Pediatr Rep. 2022 Dec 23;15(1):9-15. doi: 10.3390/pediatric15010002.
PURPOSE: To determine the effects of non-ictal electroencephalogram (EEG) changes on cerebrovascular autoregulation (AR) using the cerebral oximetry index (COx).
MATERIALS AND METHODS: Mean arterial blood pressure (MAP), cerebral tissue oxygenation (CrSO2), and EEG were acquired for 96 h. From all of the EEG recordings, 30 min recording segments were extracted using the endotracheal suction events as the guide. EEG recordings were classified as EEG normal and EEG abnormal groups. Each 30 min segment was further divided into six 5 min epochs. Continuous recordings of MAP and CrSO2 by near-infrared spectroscopy (NIRS) were extracted. The COx value was defined as the concordance (R) value of the Pearson correlation between MAP and CrSO2 in a 5 min epoch. Then, an Independent-Samples Mann-Whitney U test was used to analyze the number of epochs within the 30 min segments above various R cutoff values (0.2, 0.3, and 0.4) in normal and abnormal EEG groups. A p-value < 0.05 was considered significant, and all analyses were two-tailed.
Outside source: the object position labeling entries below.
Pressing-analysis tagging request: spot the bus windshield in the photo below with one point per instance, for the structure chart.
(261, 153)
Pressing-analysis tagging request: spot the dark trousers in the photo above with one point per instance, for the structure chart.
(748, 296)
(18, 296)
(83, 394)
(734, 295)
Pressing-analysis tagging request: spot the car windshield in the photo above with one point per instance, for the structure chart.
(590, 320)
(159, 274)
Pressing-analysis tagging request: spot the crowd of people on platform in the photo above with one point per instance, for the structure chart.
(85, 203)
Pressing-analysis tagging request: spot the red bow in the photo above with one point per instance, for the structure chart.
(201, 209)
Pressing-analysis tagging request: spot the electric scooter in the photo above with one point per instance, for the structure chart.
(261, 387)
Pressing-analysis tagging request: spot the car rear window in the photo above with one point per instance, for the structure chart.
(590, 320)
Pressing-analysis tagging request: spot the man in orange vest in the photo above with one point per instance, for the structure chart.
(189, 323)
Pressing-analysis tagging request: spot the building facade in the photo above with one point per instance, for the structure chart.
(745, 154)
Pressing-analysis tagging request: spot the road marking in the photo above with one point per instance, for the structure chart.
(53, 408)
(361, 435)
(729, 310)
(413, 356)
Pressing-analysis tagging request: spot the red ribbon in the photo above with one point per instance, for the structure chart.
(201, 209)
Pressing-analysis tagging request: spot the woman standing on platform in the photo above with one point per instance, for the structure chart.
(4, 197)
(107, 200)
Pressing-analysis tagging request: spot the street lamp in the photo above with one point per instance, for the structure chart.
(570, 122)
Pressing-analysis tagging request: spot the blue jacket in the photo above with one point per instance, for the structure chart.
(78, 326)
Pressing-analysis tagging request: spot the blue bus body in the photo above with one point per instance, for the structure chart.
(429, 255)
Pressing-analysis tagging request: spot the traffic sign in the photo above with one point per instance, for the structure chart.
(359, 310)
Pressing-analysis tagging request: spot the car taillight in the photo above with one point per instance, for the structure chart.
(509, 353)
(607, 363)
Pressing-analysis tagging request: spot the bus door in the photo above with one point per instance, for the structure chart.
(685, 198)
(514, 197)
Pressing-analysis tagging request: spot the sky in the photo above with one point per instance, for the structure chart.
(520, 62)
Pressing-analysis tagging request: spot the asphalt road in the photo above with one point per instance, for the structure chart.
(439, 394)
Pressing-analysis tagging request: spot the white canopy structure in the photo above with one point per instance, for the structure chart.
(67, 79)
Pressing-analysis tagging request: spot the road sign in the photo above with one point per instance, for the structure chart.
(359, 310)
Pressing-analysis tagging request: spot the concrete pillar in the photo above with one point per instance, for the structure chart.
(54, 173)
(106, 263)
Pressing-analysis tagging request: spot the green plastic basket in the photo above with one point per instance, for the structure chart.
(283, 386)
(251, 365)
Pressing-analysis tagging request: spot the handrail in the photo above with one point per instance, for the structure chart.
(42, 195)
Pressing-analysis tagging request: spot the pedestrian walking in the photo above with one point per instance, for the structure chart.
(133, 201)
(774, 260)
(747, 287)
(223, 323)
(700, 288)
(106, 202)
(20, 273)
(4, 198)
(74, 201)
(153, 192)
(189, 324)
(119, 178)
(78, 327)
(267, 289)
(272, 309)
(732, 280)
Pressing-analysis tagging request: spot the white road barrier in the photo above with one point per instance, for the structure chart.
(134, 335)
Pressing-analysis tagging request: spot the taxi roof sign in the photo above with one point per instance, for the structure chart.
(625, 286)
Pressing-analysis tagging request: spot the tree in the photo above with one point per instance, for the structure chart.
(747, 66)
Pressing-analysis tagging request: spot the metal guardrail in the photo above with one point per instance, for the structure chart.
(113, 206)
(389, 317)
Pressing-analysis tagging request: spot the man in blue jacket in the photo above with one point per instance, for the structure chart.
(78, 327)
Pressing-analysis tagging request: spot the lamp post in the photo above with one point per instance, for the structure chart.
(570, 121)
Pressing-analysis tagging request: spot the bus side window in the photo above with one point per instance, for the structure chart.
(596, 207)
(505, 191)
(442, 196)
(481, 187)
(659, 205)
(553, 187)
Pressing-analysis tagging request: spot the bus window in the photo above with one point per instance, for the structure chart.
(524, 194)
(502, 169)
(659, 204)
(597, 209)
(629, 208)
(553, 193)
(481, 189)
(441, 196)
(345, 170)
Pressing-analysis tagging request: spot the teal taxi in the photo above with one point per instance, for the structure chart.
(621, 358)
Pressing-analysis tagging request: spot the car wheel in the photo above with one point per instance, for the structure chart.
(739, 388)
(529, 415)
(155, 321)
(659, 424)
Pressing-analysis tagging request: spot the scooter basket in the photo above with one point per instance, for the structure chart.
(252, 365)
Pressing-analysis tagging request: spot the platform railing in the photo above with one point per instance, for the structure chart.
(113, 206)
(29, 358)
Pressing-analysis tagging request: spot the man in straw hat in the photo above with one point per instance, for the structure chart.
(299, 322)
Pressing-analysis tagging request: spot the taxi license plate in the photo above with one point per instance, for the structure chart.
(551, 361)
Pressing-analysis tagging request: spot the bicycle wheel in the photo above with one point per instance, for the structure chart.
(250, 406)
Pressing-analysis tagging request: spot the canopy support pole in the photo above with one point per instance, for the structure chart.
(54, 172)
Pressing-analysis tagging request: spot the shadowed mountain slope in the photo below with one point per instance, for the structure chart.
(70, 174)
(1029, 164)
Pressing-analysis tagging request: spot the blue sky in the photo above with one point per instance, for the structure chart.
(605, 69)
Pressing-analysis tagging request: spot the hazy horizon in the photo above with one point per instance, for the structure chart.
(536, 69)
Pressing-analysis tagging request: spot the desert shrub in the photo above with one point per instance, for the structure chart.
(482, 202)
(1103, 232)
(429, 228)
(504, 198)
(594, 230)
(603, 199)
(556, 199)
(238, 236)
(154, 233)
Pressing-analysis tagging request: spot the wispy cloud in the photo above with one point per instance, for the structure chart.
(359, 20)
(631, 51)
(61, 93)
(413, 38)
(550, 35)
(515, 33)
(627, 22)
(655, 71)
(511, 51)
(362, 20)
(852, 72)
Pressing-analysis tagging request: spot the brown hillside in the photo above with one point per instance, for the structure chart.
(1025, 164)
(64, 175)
RESULTS: Among 16 sedated, mechanically ventilated children, 382 EEG recordings of 30 min segments were analyzed. The proportions of epochs in each 30 min segment above the R cutoff values were similar between the EEG normal and EEG abnormal groups (p > 0.05). The median concordance values for CSrO2 and MAP in EEG normal and EEG abnormal groups were similar (0.26 (0.17-0.35) and 0.18 (0.12-0.31); p = 0.09).
CONCLUSIONS: Abnormal EEG patterns without ictal changes do not affect cerebrovascular autoregulation in sedated and mechanically ventilated children.